Au pays de : « Dans un paysage de mer et de falaises d’une beauté paisible, bien loin de Tokyo, une femme en désaccord avec le monde entreprend la redécouverte d’elle-même et passe des jours heureux d’une grande douceur. »
Le voyage que propose Mayumi Inaba dans La péninsule aux 24 saisons est d’une lenteur envoutante, comme si l’ennui et le silence trouvaient enfin leur place dans un monde inadapté. Paradoxalement, ce roman est un retour au naturel, à la simplicité de ce qui préexiste à l’homme plus qu’une ode à la nature. Livre végétal et sensuel, il m’a tenue en haleine : qu’est-ce que le silence peut bien créer ?
Du rien
Il est difficile d’écrire sur le rien, le silence, sur un écrit de la vie, sans artifices ni histoires. Mayumi Inaba semble être maître en ce domaine. Écrire sur elle comme sur son livre ne lui rendra certainement pas justice.

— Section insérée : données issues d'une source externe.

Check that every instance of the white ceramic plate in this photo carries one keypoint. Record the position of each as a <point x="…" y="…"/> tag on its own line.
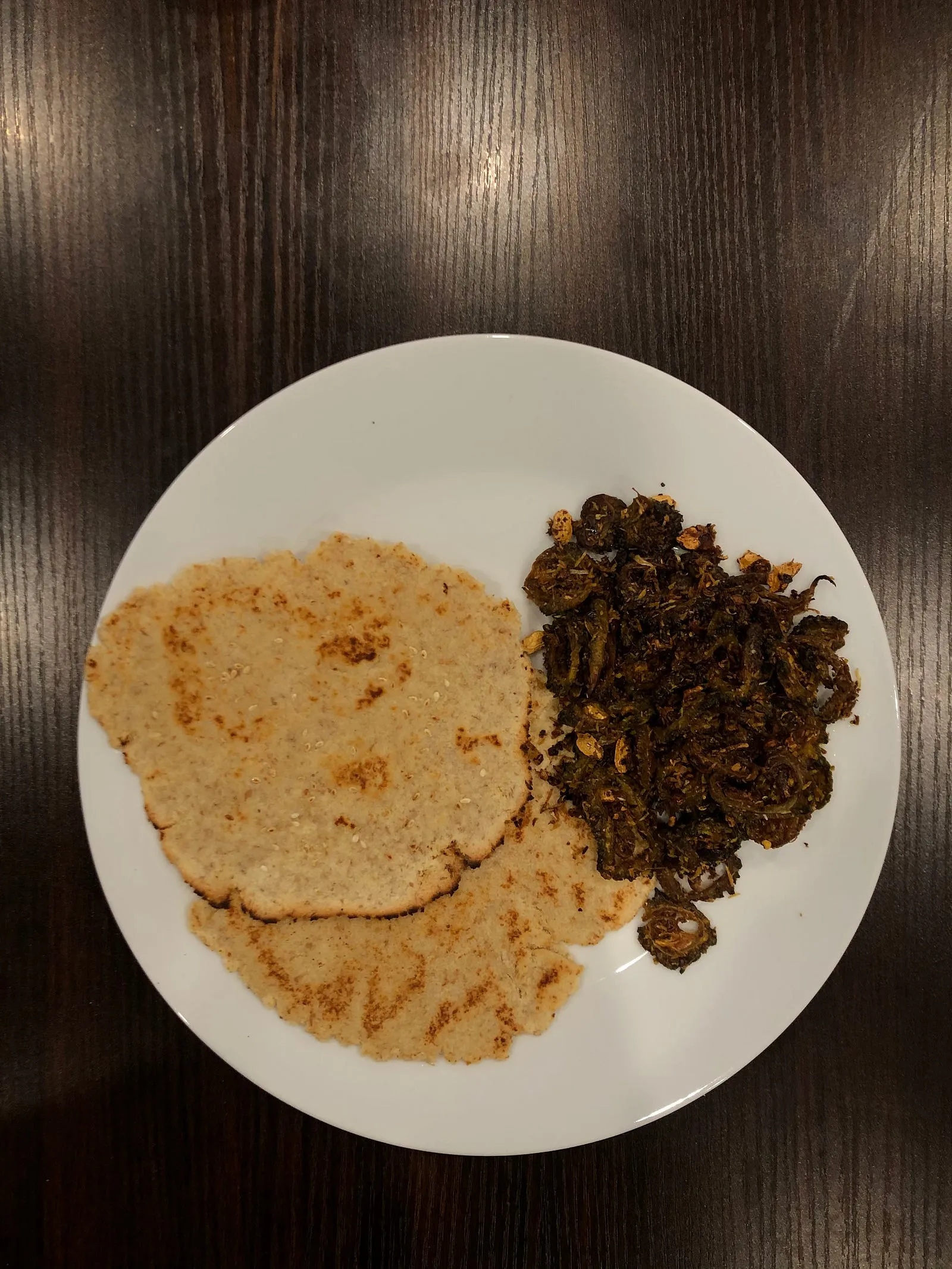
<point x="461" y="449"/>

Certains pourraient effectivement considérer La péninsule aux 24 saisons de livre plat, sans intérêt particulier à part combler les pages de descriptions de végétaux, de conversations décousues entre habitants d’une péninsule d’apparence sans histoires. Pourquoi le quotidien d’une femme mûre, seule, tokyoïte, qui a décidé de prendre une année de répit face à la vitesse enivrante et épuisante d’une grande ville pourrait intéresser quiconque ? Car après tout, que tirer des promenades en forêt aux discussions d’épicerie, pourquoi s’intéresser à l’apparition des lucioles et à la vie d’un chat ?
Rien, si ce n’est l’exact tout.
Au tout
Le tout que représente la nécessité de s’asseoir et de regarder derrière soi. De penser à ceux qui sont partis et ceux qui restent. Se donner le temps de se poser des questions, sur les champignons comestibles, les voisins qui rénovent une vieille bicoque ou sur le sens de la vie. S’autoriser à diviser les saisons, à en compter 24, et à répertorier les menues activités du quotidien, comme autant de témoins que même en pause, la vie continue.
Il est si compliqué de mettre des mots sur l’absence d’histoire, et pourtant, c’est ce repos hors de tout qui en dit le plus, qui achève le cercle d’une vie bien remplie.
La narration en clair obscur est crue, amusante, déglinguée et profonde.
Pour lire La péninsule aux 24 saisons, il faut accepter de s’embourber dans l’écriture tantôt marécageuse, tantôt cotonneuse de l’auteure. Fermer les yeux et s’embourber.
Ah, ça collera aux bottes, mais quelques minutes plus tard et comme par magie, la berge apparaîtra, baignée d’un ciel clair. Et sous ce ciel éblouissant et sans drame, peut-être pourra-t-on apercevoir les paradoxes du silence de la nature, qui a tout de l’humain et du primitif, de l’angoissant et du magique.
J’ai prévu d’aller récolter mes patates douces avec la narratrice, et vous ?
La phrase : « Je ne voudrais pas oublier de souligner l’importance de cette prise de conscience, cette volonté délibérée de ne pas s’immiscer dans les profondeurs de la communauté locale, qui a un passé riche et une longue histoire, de rester “un étranger”, quelqu’un venu d’ailleurs. »
L’itinéraire : Mayumi Inaba, La péninsule aux 24 saisons, Éditions Philippe Picquier, 2018 (2011 pour la version originale). 240 pages.